Au printemps 2019, alors que le mouvement des Gilets jaunes était encore actif mais que sa mobilisation déclinait, le démographe Hervé Le Bras examinait dans son livre Se sentir mal dans une France qui va bien un certain nombre de revendications et de questions posées (explicitement ou implicitement) par le mouvement des Gilets jaunes et entreprenait de les confronter aux données disponibles sur l’état de la société française, ainsi que de les comparer aux données relatives à d’autres pays, principalement européens. Notons que ce livre est antérieur à la pandémie Covid-19, ce qui ne retire rien à son intérêt, parce qu’il étudie des mouvements de longue durée de la société, en se basant sur une compilation de statistiques d’origines diverses (Insee, Eurostat, OCDE...) et d’enquêtes d’opinions (Eurobaromètre...).

Hervé Le Bras part justement des opinions paradoxales, pour ne pas dire incohérentes, des Français sur leur pays : 94% estiment y être heureux, particulièrement pour leur vie familiale, alors que parmi les peuples européens ils sont ceux qui ont, et de loin, la plus mauvaise opinion de leurs institutions, de leurs hommes politiques, de leurs syndicats, de leurs médias. Seules l’armée et la police trouvent grâce à leurs yeux (85% d’opinions favorables pour l’armée). Les Français n’ont confiance ni dans l’avenir, ni dans l’économie de marché, ni dans l’État-providence, ni dans la mondialisation. Bref, tout va mal, et de mal en pis. Notre auteur va donc confronter ces opinions aux réalités.

Les protestations les plus fréquentes et les plus véhémentes des Gilets jaunes concernaient le pouvoir d’achat, perçu comme déclinant, et les inégalités, perçues comme croissantes. Qu’en est-il ? Si l’on observe le revenu disponible par unité de consommation (qui tient compte de la composition des ménages), il stagne depuis 2008, à l’issue d’une période de croissance forte et continue depuis 1960, hormis une pause au début des années 1980. Depuis 2008, contrairement à l’intuition, la situation des personnes âgées continue à s’améliorer, alors que celle des jeunes de moins de 18 ans reste assez peu favorable.
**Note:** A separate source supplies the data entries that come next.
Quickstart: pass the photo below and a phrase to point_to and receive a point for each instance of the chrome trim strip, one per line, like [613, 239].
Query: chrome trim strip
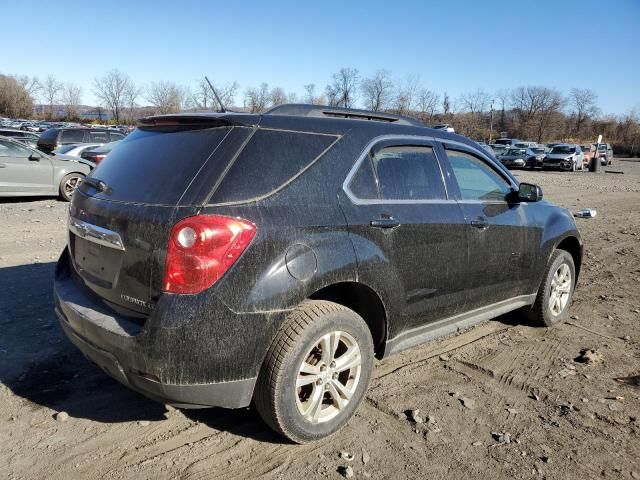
[482, 155]
[403, 138]
[95, 234]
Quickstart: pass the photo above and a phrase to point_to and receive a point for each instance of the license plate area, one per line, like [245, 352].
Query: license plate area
[96, 263]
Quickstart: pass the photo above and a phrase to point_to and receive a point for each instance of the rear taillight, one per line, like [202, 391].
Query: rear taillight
[201, 249]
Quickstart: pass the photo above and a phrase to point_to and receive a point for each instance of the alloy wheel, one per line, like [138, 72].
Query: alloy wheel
[560, 290]
[328, 377]
[71, 184]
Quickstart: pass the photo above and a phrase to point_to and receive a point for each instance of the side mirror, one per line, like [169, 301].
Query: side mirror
[529, 193]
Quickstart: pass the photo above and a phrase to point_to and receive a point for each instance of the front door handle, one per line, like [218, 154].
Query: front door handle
[385, 222]
[480, 223]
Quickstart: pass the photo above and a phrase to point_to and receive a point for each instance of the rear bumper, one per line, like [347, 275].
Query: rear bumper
[234, 394]
[181, 355]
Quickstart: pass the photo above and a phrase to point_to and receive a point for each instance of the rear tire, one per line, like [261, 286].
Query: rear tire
[556, 291]
[316, 372]
[68, 184]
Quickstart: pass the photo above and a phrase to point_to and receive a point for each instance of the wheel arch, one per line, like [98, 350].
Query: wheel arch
[363, 300]
[572, 245]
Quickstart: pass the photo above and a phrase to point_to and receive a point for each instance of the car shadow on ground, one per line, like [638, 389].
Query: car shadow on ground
[39, 364]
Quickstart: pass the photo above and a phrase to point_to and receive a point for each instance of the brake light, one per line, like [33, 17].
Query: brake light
[201, 249]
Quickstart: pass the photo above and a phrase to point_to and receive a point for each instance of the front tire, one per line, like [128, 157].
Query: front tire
[68, 185]
[556, 290]
[316, 372]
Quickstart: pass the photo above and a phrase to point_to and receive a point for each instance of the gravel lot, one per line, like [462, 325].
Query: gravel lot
[504, 399]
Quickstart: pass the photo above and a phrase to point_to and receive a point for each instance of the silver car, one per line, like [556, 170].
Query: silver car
[25, 171]
[564, 157]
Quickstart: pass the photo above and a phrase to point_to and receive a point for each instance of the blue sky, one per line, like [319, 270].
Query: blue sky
[453, 46]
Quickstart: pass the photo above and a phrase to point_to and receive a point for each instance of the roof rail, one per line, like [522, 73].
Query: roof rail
[306, 110]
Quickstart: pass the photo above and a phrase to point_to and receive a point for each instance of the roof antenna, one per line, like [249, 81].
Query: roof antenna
[222, 109]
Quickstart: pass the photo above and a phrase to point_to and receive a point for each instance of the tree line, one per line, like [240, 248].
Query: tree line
[536, 113]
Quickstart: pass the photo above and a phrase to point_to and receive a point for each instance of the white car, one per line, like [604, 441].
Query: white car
[564, 157]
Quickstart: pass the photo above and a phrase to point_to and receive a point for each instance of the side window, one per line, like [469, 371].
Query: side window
[73, 136]
[363, 184]
[477, 180]
[9, 149]
[98, 137]
[408, 173]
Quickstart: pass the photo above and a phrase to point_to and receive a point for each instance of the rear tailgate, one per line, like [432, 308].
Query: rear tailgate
[118, 235]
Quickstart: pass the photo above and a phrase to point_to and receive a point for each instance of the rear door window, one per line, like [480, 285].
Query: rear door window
[72, 136]
[476, 179]
[408, 173]
[113, 136]
[98, 137]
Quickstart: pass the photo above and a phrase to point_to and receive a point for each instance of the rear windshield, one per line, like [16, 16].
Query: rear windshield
[270, 159]
[156, 167]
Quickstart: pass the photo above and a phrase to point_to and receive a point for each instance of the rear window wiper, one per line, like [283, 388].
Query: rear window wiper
[99, 185]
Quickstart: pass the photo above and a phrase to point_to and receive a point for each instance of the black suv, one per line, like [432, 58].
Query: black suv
[55, 137]
[217, 259]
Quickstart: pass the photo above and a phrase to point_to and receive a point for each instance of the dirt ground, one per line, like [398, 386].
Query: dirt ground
[564, 419]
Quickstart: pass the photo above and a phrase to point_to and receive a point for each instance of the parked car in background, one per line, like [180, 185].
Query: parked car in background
[498, 149]
[564, 157]
[184, 280]
[507, 141]
[588, 150]
[605, 153]
[26, 171]
[486, 148]
[535, 156]
[97, 154]
[525, 144]
[514, 158]
[74, 149]
[28, 138]
[55, 137]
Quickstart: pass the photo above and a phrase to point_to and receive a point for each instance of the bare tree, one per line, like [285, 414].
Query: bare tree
[583, 103]
[166, 97]
[72, 98]
[404, 102]
[110, 91]
[15, 100]
[203, 98]
[277, 96]
[474, 102]
[377, 90]
[257, 99]
[446, 105]
[341, 92]
[52, 89]
[130, 100]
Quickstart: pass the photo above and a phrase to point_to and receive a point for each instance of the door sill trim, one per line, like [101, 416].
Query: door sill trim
[447, 326]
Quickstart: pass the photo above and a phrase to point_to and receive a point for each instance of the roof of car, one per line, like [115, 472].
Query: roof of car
[311, 118]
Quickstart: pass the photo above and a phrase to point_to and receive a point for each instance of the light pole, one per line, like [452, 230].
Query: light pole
[491, 124]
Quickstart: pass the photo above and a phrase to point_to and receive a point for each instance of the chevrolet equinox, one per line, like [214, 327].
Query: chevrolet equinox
[223, 259]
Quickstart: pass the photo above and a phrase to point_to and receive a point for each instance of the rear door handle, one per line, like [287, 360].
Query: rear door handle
[480, 223]
[385, 223]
Notons que jusqu’en 2008 le revenu des ménages (après transferts sociaux) croît plus vite que le PIB.

Qu’en est-il alors des inégalités ? « L’inégalité diminue nettement entre 1970 et le début des années 1990, à cause de l’action des gouvernements tant de droite jusqu’en 1981 que de gauche jusqu’en 1993, puis elle augmente lentement tendanciellement, tout en restant loin de son niveau de 1970. Si l’on exclut la légère pointe de 2010 et de 2012 à cause des séquelles de la crise de 2008, la tendance est à la stabilité depuis 2005 environ. »

Même si elles ont beaucoup diminué depuis 1970, les inégalités de revenu ne seraient-elles pas supérieures à celles que l’on observerait chez nos voisins européens ? Selon Eurostat, la France serait en dixième position parmi les 28 pays comparés en 2015, ce n’est donc pas de côté qu’il faut chercher des motifs de colère.
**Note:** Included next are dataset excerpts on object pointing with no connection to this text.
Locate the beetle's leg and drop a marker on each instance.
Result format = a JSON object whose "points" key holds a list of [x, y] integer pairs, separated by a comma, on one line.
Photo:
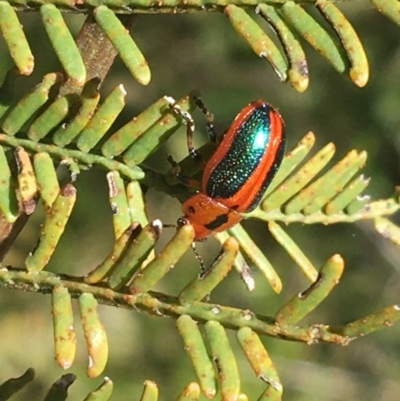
{"points": [[209, 119], [203, 269], [176, 171], [189, 122]]}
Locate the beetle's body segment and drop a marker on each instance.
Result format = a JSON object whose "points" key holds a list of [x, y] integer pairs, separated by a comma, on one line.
{"points": [[240, 170]]}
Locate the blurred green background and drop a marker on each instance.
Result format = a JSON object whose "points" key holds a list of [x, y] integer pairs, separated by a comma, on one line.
{"points": [[203, 52]]}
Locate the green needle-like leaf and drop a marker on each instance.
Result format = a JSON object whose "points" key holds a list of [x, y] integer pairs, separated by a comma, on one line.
{"points": [[136, 253], [196, 349], [303, 303], [260, 42], [298, 68], [190, 393], [164, 262], [15, 39], [258, 357], [201, 286], [63, 323], [29, 104], [53, 228], [124, 44], [103, 393], [150, 391], [222, 354], [95, 335], [257, 257], [12, 386], [119, 203], [63, 43], [100, 123], [46, 178], [293, 250]]}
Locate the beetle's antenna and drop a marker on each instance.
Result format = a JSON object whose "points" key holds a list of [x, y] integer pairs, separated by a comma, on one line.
{"points": [[199, 259], [170, 226], [209, 118]]}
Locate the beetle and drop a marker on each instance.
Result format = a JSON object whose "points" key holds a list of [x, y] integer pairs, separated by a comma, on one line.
{"points": [[238, 173]]}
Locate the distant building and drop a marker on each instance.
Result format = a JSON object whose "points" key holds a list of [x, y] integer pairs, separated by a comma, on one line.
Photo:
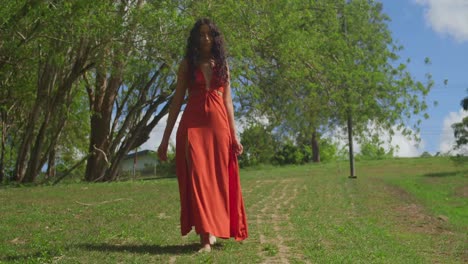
{"points": [[141, 162]]}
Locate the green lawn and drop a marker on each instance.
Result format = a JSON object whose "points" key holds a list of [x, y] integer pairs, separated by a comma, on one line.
{"points": [[396, 211]]}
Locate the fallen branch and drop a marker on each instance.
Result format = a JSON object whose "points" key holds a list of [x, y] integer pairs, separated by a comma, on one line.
{"points": [[104, 202]]}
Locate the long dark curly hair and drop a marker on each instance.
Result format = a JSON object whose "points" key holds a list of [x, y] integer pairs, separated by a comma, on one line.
{"points": [[192, 53]]}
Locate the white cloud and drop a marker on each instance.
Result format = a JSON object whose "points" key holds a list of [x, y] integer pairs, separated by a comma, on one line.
{"points": [[447, 17], [403, 146], [447, 140]]}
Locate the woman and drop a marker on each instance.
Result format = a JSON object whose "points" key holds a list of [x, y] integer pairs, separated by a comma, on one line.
{"points": [[206, 141]]}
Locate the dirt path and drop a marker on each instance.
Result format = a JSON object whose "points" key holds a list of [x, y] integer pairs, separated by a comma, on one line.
{"points": [[272, 220]]}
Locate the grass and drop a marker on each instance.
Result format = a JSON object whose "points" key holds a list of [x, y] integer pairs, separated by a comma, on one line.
{"points": [[396, 211]]}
Par contre, les inégalités de patrimoine restent importantes. Sur ce sujet Thomas Piketty apporte des éléments intéressants : l’entre-deux guerres a vu naître une classe moyenne, les « 40% du milieu », entre les 50% d’en bas qui n’ont pratiquement rien et les 10% d’en haut qui jusqu’en 1914 avaient tout (surtout d’ailleurs les 1% de tout en haut), et qui aujourd’hui doivent partager (parcimonieusement) avec ceux du milieu (les 10% d’en haut ne possèdent plus que les 2/3 du capital, alors qu’en 1900 ils en possédaient les 9/10). Sous ce rapport Eurostat nous apprend que la France occupe une position moyenne en Europe. Mais, nous dit Hervé Le Bras, « il est étrange que les récents débats en France n’aient pas réservé une place très importante aux questions de capital, à part la demande de revenir sur l’allègement de l’ISF. » Ce ne sont pas les inégalités les plus fortes qui sont les mieux perçues.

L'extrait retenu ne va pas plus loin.